SRA

Clostridioides difficile is a Gram-positive anaerobic bacterium that is the leading cause of hospital-acquired gastroenteritis in the US. In the gut milieu, C. difficile encounters microbiota-derived bile acids capable of inhibiting its growth, which are thought to be a mechanism of colonization resistance. While the levels of certain bile acids in the gut correlate with susceptibility to C. difficile infection, their molecular targets in C. difficile remain unknown. In this study, we sought to use chemical proteomics to identify bile acid-interacting proteins in C. difficile. Using photoaffinity bile acid probes and chemical proteomics, we identified a previously uncharacterized MerR family protein, CD3583 (now BapR), as a putative bile acid-sensing transcription regulator.
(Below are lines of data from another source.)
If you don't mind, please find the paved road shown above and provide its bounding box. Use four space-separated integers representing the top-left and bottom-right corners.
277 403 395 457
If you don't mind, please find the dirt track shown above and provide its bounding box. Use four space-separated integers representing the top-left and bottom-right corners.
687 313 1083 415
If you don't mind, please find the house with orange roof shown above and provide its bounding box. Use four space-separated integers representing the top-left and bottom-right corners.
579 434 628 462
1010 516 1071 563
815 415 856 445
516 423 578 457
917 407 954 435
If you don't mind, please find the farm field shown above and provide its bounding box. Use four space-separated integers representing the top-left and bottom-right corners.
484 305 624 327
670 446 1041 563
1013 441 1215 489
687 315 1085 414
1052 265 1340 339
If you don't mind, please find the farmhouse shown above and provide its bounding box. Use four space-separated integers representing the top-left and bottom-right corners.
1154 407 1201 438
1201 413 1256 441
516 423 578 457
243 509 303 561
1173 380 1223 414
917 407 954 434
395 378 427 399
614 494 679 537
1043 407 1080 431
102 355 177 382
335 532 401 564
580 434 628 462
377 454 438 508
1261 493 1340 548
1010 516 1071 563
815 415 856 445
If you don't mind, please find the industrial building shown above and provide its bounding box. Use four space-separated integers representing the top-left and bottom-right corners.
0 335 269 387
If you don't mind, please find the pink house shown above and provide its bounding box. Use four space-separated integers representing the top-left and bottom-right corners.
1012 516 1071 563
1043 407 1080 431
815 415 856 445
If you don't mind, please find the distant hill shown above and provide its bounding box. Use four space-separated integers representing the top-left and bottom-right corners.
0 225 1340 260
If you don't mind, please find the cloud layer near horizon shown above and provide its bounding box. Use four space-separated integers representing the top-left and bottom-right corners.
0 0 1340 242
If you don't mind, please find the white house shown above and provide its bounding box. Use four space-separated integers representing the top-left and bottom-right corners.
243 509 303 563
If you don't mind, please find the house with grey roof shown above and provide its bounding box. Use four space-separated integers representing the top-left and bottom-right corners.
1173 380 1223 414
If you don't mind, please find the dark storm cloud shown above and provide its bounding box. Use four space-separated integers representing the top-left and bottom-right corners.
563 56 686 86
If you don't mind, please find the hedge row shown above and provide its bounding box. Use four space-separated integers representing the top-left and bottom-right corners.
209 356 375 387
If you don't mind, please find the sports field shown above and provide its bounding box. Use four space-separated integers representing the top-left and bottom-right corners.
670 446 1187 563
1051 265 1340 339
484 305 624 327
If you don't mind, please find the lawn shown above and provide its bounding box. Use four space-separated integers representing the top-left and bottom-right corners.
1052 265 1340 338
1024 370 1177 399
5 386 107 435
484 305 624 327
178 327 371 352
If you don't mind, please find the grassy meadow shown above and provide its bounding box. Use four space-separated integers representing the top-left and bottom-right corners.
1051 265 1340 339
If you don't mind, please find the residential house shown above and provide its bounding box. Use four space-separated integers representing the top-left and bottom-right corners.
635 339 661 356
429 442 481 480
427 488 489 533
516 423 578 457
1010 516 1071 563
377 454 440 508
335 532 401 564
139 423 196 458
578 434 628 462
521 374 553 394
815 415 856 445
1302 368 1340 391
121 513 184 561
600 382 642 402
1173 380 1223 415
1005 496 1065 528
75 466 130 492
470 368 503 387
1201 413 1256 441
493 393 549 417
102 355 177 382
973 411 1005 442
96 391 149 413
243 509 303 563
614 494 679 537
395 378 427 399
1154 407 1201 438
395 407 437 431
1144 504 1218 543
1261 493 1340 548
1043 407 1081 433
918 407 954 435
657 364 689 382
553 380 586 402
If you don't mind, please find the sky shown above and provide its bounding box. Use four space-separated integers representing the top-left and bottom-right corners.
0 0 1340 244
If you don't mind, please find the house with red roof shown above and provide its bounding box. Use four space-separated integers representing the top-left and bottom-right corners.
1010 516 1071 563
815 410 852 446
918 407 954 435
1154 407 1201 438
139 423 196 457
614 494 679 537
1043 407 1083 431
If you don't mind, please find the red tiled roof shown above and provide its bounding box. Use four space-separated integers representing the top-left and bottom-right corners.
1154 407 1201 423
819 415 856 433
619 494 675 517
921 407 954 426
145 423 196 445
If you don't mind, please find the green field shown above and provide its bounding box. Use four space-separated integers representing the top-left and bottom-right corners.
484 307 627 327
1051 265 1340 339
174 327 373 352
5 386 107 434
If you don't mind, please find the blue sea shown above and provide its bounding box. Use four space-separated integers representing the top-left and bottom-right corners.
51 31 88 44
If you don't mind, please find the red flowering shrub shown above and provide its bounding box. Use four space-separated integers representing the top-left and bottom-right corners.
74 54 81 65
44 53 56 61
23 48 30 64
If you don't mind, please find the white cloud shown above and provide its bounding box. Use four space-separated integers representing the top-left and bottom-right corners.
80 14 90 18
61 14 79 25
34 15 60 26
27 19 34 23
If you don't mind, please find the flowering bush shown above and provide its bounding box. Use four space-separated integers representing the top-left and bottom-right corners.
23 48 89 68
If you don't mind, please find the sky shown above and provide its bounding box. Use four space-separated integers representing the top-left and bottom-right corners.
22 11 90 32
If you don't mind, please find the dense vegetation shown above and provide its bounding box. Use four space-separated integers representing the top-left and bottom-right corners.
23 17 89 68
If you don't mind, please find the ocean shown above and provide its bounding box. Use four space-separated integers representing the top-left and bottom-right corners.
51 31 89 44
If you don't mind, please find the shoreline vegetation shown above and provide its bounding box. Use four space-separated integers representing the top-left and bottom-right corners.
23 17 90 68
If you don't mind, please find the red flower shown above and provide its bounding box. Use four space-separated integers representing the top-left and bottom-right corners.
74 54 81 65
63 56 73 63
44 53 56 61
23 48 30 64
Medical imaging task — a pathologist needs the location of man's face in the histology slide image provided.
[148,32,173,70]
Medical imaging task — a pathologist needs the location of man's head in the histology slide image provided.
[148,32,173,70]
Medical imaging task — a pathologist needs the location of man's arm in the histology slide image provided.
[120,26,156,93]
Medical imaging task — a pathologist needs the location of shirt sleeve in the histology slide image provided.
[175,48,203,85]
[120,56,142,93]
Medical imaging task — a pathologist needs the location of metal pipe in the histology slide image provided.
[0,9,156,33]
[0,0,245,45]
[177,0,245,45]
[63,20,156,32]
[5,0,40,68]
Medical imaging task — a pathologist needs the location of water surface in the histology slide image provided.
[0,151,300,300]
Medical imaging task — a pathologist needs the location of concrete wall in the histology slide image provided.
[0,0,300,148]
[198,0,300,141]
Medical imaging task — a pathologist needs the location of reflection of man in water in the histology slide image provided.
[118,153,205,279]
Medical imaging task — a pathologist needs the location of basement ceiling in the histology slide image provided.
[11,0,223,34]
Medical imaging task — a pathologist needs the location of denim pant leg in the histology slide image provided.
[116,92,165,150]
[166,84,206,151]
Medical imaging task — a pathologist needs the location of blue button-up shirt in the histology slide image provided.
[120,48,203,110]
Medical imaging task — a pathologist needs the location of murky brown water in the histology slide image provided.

Our data indicate that BapR binds and is stabilized by lithocholic acid (LCA) in C. difficile. Although loss of BapR did not affect C. difficile's sensitivity to LCA, bapR mutant cells elongated more in the presence of LCA than wild-type cells. Transcriptomics revealed that BapR regulates the expression of the gene clusters mdeA-cd3573 and cd0618-cd0616, and cwpV, with the expression of the mdeA-cd3573 locus being specifically de-repressed in the presence of LCA in a BapR-dependent manner. Electrophoretic mobility shift assays revealed that BapR directly binds to the mdeA promoter region. Since mdeA is involved in amino acid-related sulfur metabolism and the mdeA-cd3573 locus encodes putative transporters, we propose that BapR senses a gastrointestinal tract-specific small molecule, LCA, as an environmental cue for metabolic adaptation. Overall design: RNA-seq from wildtype and ?bapR 630?erm C. difficile after 1-hour exposure to 20 µM lithocholic acid or DMSO vehicle. Three biological replicates per strain per condition.